In this section, Professor Emily Richmond Pollock shares how engaging students in warm-up exercises at the beginning of class sessions aligns with her practice of warm calling on students to promote rich, student-led discussions.
Warm Calling as a Guiding Philosophy
I open most class sessions with a warm-up exercise. These exercises ask students to think about and respond briefly (usually in writing) to content introduced in the homework. I've been using warm-up exercises since I was teaching as a graduate student because they align with my belief that students should be accountable for their learning. Instead of randomly firing questions at individual students, or "cold calling," in warm calling scenarios, students have 10 minutes or so to put down on paper their responses to a prompt. This is followed by a classroom discussion during which students share their ideas and consider how close their responses were to those of others. Convergence and divergence in answers are both equally interesting.

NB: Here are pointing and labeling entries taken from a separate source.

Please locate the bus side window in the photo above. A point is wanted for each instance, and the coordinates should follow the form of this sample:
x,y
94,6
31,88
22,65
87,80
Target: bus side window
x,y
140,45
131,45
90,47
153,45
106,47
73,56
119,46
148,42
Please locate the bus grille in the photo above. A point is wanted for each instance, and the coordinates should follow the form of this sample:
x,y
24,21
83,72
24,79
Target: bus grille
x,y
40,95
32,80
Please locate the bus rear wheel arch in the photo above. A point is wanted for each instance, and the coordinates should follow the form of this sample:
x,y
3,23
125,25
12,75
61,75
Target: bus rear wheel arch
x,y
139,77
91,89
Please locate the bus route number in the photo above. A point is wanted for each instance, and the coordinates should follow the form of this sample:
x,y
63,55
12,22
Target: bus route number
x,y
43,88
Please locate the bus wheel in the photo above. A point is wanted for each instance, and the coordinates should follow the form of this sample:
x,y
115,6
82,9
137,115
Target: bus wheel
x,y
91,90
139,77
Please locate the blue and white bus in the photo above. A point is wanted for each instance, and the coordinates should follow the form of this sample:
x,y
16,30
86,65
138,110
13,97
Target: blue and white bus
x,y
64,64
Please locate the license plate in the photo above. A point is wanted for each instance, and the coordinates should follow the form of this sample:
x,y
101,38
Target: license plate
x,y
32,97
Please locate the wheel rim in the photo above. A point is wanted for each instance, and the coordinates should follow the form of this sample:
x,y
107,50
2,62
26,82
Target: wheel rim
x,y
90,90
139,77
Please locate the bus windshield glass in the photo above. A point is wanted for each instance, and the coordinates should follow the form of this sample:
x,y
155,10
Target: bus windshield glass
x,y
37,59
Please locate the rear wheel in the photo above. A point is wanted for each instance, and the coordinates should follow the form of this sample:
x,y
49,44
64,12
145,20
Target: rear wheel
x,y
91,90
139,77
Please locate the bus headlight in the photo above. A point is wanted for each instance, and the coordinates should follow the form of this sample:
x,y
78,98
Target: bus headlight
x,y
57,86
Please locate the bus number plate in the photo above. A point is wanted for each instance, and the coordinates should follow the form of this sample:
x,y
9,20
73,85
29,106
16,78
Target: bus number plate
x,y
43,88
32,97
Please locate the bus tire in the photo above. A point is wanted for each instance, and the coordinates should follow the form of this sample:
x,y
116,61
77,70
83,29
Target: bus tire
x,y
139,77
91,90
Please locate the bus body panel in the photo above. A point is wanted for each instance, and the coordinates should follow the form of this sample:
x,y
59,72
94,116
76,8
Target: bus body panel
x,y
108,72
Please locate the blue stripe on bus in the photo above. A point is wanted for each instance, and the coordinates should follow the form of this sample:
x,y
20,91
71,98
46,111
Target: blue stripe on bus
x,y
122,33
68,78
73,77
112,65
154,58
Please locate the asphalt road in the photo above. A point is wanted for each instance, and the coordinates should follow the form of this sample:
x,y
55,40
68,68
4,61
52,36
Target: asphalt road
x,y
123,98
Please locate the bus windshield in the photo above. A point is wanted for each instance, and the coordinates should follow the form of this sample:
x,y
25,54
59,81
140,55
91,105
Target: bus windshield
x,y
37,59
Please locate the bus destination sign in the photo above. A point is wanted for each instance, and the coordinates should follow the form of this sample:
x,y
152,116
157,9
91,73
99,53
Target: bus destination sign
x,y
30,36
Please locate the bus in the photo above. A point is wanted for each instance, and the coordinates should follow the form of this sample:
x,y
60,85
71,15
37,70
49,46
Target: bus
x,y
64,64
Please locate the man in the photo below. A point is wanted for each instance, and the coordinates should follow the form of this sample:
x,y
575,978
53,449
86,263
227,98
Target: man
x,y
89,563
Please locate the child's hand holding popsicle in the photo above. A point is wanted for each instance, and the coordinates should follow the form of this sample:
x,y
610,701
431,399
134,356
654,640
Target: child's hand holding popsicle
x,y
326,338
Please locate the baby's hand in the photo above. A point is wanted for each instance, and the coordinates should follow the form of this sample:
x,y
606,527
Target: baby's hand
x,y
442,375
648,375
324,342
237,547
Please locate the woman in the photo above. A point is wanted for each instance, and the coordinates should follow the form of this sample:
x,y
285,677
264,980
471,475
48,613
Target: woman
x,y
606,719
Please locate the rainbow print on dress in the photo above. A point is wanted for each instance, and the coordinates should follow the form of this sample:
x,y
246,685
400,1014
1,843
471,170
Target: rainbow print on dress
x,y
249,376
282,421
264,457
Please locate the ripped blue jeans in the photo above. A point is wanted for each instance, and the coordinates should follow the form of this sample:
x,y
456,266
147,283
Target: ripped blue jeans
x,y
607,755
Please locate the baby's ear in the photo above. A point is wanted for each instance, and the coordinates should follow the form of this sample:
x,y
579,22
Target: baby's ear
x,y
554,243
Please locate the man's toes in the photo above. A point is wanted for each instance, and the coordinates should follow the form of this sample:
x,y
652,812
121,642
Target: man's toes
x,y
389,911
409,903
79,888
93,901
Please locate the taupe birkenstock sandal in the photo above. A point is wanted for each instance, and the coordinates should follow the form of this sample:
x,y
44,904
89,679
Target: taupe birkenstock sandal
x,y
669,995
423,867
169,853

Conversations that Shape Class Sessions
Although the students spend only 10 or 15 minutes completing the written response to the warm-up, the classroom discussion that follows can go on for quite a long time. I like it when that happens, and I like the opportunity this offers for students to develop their critical thinking skills. In particular, being in conversation with other people allows them to realize that their own experiences experiencing a particular piece of music could be totally different from someone else’s and that both experiences might be justifiable depending on the criteria or filter.
An Opportunity for Educators to Improvise
I consider myself a pretty good improviser, and ideas and connections happening in class that I can’t anticipate are more interesting than knowing I have 75 bullet points to address.
— Emily Richmond Pollock
Students' conversations become the class session. That’s how I teach. There's not a lecture, I don’t hold forth on particular topics for many minutes on end. Students have already done the work. They've completed the readings, looked at the details that I've asked them to explore, and come to class ready to share their reactions. Rather than dispensing information, I spend my time helping students refine their ideas.
Although this kind of teaching is inherently less predictable than lecturing, I consider myself a pretty good improviser, and ideas and connections happening in class that I can’t anticipate are more interesting than knowing I have 75 bullet points to address. I immensely enjoy my classroom dynamic and I hope my students do, as well.